Monday, August 6, 2012

First Weekend at Site!


A lot has happened since I last posted!  I have been sworn in as an official Peace Corps Volunteer and moved myself and all my possessions to my permanent location for the next two years.  My new host family gave me a ride to our town which is only 1 1/2 hours away from the capital city, Chișinau.  I must admit I was exhausted from the heat and the early morning wake up.  But my family was gracious! 

En route to site, my host mother, Natasha, said that we will stop to "buy fish."  To buy mancarea (food)… fish…  I  then continued to tell her how I liked to eat fish and that my last host mom cooked it quite often.  As we walked through the busy market place north of Chisinau, she tells me how fish are expensive to buy at site but cheaper here in Chisinau.  And then we pulled up to the animal pet stand.  Ohh- we're not buying fish to eat.  We're buying food for the fish and an additional 10  little guppies for the aquarium.  And so it goes… I'm close to understanding, but actually I've got a loonng ways to go.

Take 2 of communicating and understanding conversations in Moldova.  I already appreciate my family, because they seem to know a lot of people around here AND they welcome friends and family with open arms from one hour to the next.  It's great!  And overwhelming.  My host mother puts together a splendid barbecue on such short notice for those that spontaneously (so it seems) welcome themselves through our front gate (or sometimes the back gate).  As  my parents introduce their friends to this quiet, foreign-looking young woman who they now call their American daughter, I hear new names that I can't seem to keep in my head.   Galia?  And her husband, Voda?  Or is it Boda?  Or is that other guy Voda/Boda/whatever they said?  But then it gets even more complicated.  I wish to understand just a little ("un pic!") of the rapid chatter around me, but the entire conversation that I wish so badly to piece together is spoken in yet another language.  Not Romanian.  Russian.  Two months of studying Romanian, and all I hear is Russian.  Sigh. 
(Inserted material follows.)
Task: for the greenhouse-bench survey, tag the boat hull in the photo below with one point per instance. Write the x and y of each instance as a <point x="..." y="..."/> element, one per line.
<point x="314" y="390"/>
Continuing in this unfortunate vein, most people can be called by two formal first names, plus any nicknames.  For example, I'm Laura.  But in Russian, I would be Larissa.  My father is Mihai.  In Russian and what he is called most often, Misha.  And so it continues from names to objects and verbs and so on.  The garden is the gradina in Romanian but my host mom, Natasha (or Natalia if you will) can't even recall this word.  She only knows the Russian word for it...which unfortunately has quickly escaped my mind shortly after the conversation about it.

If you aren't aware, Russian is based on the Cyrillic alphabet, not the Latin alphabet where my exiguous language skills are based.  It will be a long while, if ever, that I gain a grasp of Russian here.  But for now, I will smile, laugh, joke about things that I can understand- this weekend it included English phrases/words such as "a glass a wine please", "Good morning, Mr. Dennis", Michael Jackson, Michael Doo-glaws, & George Washington.

All that being said, my host family and I get along quite well!  They speak mostly in Romanian now.  (When they were growing up, they learned Russian and spoke Russian often and in school.)  On the first evening in my new home, my host brother inquired about the aerial view of Nebraska via Google Maps.  The big circles in the squares.  What are they?!  Great first lesson in American agriculture, particularly the type with which I am familiar.  Those big circles within the squares, Valentin, are irrigation circles!  They hold probably the only crops that seem to be doing all right in the awful heat stroke and drought conditions that hit the Midwest and West this summer.  (It's also very hot in dry in the south of Moldova, so they can empathize.)  I then showed him online what pivots look like and also zoomed in on my family's farm.

I included a picture just outside my casa in Moldova.  A very pleasant place- a swimming pool, a porch swing, a serious barbecue pit, a covered picnic area (it's some Russian word that of course I don't yet remember), and also a few things you don't see- watermelon, house wine, a guitar, and a ukele.

1 comment:

  1. Your backyard looks splendid, "Larissa" :) And, hope your family farm in Nebraska is doing okay in the awful heat stroke & drought conditions.